Other players on the roster are now likely stranded without any other options in the league. Valiant off-tank Adam Soong said that he thought he finally “made it out of Australia,” but the recent IGC decision crushed that dream.

Few teams pick up players from the Oceanic region due to long travel times and lengthy visa requirements. By signing with the Valiant, Adam had a chance to show off on North American servers and make a case for himself as an Overwatch League star. At this point in the offseason, though, few teams are likely to take the risk and sign him.    

East vs. West rhetoric and racism 

A majority of the Overwatch League’s players hail from South Korea thanks to the region’s leniency toward the esports lifestyle and the availability of practice locations to all social classes. The league also has four Chinese teams that are eagerly trying to field more homegrown talent. 

Despite the fact that every player in the league earns their spot on a roster by exhibiting talent and skill, a subsection of fans tends to become upset when North American and European players are displaced by Korean or Chinese talent. 

When teams like the Florida Mayhem moved to all-Korean rosters, the dark undercurrent of racism in the Overwatch League community showed its face. It began slowly, with comments asking if players were “good Koreans” and offhand remarks about race mattering more than talent or fans. And it grew into the insidious, false narrative that Western players are losing out on opportunities to their Asian counterparts. Even some professionals apparently have this mindset.

Nothing could be more of a catalyst to set alight this subsection of racist fans than dropping a mostly-Western roster, hauling an organization to China, and fielding a new set of players, all of whom will likely be Chinese.   

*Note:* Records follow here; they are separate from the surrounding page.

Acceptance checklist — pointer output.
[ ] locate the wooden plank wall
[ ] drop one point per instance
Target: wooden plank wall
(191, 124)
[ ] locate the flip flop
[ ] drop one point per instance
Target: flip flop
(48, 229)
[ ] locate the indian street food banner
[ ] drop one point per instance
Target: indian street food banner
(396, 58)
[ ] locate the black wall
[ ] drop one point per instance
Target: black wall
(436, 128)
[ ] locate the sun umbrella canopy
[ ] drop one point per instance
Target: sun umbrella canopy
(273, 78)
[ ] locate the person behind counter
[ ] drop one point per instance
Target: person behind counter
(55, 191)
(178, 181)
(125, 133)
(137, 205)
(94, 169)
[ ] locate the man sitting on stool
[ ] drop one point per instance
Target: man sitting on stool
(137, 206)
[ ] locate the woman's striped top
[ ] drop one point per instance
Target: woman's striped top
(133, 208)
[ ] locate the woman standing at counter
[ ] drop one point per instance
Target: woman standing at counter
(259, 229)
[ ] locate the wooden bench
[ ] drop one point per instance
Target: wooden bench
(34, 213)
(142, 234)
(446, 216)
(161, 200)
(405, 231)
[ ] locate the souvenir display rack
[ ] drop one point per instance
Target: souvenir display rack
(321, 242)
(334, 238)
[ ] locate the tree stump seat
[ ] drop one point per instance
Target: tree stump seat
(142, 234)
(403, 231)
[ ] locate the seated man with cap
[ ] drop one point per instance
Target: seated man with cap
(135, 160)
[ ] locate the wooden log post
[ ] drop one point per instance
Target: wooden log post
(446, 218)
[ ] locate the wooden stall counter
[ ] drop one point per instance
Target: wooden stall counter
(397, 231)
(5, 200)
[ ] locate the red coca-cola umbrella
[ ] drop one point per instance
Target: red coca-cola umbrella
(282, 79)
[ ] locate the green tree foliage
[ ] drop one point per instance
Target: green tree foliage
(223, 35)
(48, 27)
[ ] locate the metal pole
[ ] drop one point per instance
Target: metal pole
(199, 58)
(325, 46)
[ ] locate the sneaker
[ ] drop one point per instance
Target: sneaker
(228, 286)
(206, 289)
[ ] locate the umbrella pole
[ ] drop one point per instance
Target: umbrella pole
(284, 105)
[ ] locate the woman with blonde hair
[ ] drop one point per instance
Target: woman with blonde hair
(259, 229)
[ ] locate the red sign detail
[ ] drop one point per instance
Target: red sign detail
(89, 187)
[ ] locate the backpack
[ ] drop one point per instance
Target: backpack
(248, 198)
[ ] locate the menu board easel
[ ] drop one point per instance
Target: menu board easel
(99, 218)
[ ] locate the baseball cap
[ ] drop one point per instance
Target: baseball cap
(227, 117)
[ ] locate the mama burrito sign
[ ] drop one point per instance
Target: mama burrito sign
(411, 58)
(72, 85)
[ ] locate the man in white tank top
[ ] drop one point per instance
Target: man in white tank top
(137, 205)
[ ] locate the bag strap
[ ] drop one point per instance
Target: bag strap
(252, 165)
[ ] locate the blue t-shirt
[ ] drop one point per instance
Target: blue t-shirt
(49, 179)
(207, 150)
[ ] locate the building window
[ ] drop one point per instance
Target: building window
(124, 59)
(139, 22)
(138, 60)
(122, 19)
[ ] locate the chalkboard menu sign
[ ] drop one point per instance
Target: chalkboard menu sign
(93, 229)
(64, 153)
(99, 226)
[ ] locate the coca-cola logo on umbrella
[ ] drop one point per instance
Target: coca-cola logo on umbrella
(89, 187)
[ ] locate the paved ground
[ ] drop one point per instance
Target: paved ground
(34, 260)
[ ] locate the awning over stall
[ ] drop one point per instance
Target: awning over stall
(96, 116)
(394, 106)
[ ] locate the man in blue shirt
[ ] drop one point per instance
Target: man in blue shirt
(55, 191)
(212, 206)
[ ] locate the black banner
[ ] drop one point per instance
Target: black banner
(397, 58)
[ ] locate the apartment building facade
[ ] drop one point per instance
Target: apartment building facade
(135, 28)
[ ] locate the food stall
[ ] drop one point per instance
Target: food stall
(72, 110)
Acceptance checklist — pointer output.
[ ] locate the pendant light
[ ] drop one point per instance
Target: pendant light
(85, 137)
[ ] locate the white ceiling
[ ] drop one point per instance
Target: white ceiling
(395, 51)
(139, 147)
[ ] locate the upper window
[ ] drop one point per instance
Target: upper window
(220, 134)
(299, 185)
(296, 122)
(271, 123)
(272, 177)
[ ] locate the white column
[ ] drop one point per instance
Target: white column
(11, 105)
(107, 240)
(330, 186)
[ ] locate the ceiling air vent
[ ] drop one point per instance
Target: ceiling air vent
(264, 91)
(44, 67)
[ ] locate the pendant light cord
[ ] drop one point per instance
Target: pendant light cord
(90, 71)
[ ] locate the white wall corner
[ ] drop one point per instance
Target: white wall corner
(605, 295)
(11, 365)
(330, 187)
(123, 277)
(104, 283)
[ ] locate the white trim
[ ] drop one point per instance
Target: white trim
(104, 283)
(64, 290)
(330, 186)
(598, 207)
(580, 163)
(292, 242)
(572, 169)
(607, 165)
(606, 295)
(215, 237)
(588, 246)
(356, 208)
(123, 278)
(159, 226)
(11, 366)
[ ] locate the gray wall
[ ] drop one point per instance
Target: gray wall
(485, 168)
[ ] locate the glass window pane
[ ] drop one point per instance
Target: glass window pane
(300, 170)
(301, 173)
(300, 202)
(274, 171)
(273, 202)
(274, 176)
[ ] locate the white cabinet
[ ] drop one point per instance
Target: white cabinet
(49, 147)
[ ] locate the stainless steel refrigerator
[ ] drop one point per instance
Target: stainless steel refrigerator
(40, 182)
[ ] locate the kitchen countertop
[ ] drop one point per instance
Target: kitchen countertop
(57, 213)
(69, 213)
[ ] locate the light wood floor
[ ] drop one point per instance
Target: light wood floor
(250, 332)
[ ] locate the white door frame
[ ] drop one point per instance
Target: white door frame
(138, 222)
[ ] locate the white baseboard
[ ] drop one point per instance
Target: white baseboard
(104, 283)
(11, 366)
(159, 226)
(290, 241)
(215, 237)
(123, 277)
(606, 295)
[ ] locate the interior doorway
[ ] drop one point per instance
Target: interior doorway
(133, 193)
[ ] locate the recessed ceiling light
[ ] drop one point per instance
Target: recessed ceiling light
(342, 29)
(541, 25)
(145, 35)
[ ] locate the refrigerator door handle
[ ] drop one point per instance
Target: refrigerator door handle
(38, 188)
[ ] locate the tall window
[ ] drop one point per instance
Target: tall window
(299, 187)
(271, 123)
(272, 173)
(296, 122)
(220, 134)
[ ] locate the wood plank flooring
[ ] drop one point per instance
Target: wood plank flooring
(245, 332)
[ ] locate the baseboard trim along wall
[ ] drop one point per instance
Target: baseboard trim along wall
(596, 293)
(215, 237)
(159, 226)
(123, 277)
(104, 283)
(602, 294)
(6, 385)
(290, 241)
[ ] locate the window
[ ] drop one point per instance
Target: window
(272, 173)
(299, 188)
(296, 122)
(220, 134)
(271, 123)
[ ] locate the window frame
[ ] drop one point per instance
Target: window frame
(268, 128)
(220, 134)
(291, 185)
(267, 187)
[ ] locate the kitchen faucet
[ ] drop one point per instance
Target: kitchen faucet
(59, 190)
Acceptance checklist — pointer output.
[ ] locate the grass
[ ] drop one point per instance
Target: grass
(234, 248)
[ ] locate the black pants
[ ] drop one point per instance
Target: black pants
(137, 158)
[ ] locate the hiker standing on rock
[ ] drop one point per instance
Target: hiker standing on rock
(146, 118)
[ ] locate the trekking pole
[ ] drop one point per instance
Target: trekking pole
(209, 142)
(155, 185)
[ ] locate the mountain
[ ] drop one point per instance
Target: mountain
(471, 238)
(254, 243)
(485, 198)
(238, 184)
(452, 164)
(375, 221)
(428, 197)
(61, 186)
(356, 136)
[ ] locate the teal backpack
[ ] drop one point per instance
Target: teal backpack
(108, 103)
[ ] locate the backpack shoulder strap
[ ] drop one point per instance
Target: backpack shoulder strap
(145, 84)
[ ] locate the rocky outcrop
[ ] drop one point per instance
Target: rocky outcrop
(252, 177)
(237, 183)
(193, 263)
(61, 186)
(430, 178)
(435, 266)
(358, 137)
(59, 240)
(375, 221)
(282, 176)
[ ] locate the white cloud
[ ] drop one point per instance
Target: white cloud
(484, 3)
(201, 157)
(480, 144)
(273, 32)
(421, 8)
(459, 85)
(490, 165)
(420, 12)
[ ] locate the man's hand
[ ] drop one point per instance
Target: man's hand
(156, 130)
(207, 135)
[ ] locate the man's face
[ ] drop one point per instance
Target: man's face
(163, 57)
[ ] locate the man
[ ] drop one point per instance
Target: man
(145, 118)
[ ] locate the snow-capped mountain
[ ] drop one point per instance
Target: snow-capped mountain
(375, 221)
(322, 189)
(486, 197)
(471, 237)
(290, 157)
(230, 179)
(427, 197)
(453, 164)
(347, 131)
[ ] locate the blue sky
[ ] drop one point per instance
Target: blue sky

The rumors of IGC’s trade alone set the community on a track of racially insensitive memes and comments. These include the design of a Chinese Valiant flag as well as a series of Chinese statements from former Valiant off-tank Caleb “McGravy” McGarvey, who later apologized for his comments.

The Los Angeles Valiant will sign new players who want a chance in the biggest competitive Overwatch scene and want a stable salary after years of grinding. These players are likely prepared to deal with pushback from Western fans. 

They aren’t prepared for the anger that some fans will take out on them thanks to the misguided idea that Chinese players have “stolen” the rightful roster spots of Western fan-favorites. There’s no amount of moderation or comment suppression that will remove this narrative from all channels and the farther it spreads, the more likely players are to feel attacked by it. 

It’s not IGC’s fault that this subsection of fans exists. But being intentionally vague when addressing a rumor and giving no transparency as to the reasoning behind making such a massive business decision creates anger in dedicated fans. While that anger is justified, it deserves to be directed at a company, not innocent players who are looking for a new opportunity. 

The Overwatch League community will likely feel the fallout of this decision for the entirety of the 2021 season, the same way the Vancouver Titans fiasco affected the stability of players last year. Much like the Titans’ situation, the community needs to step up with positivity and support toward players as they navigate the consequences of business decisions far above them.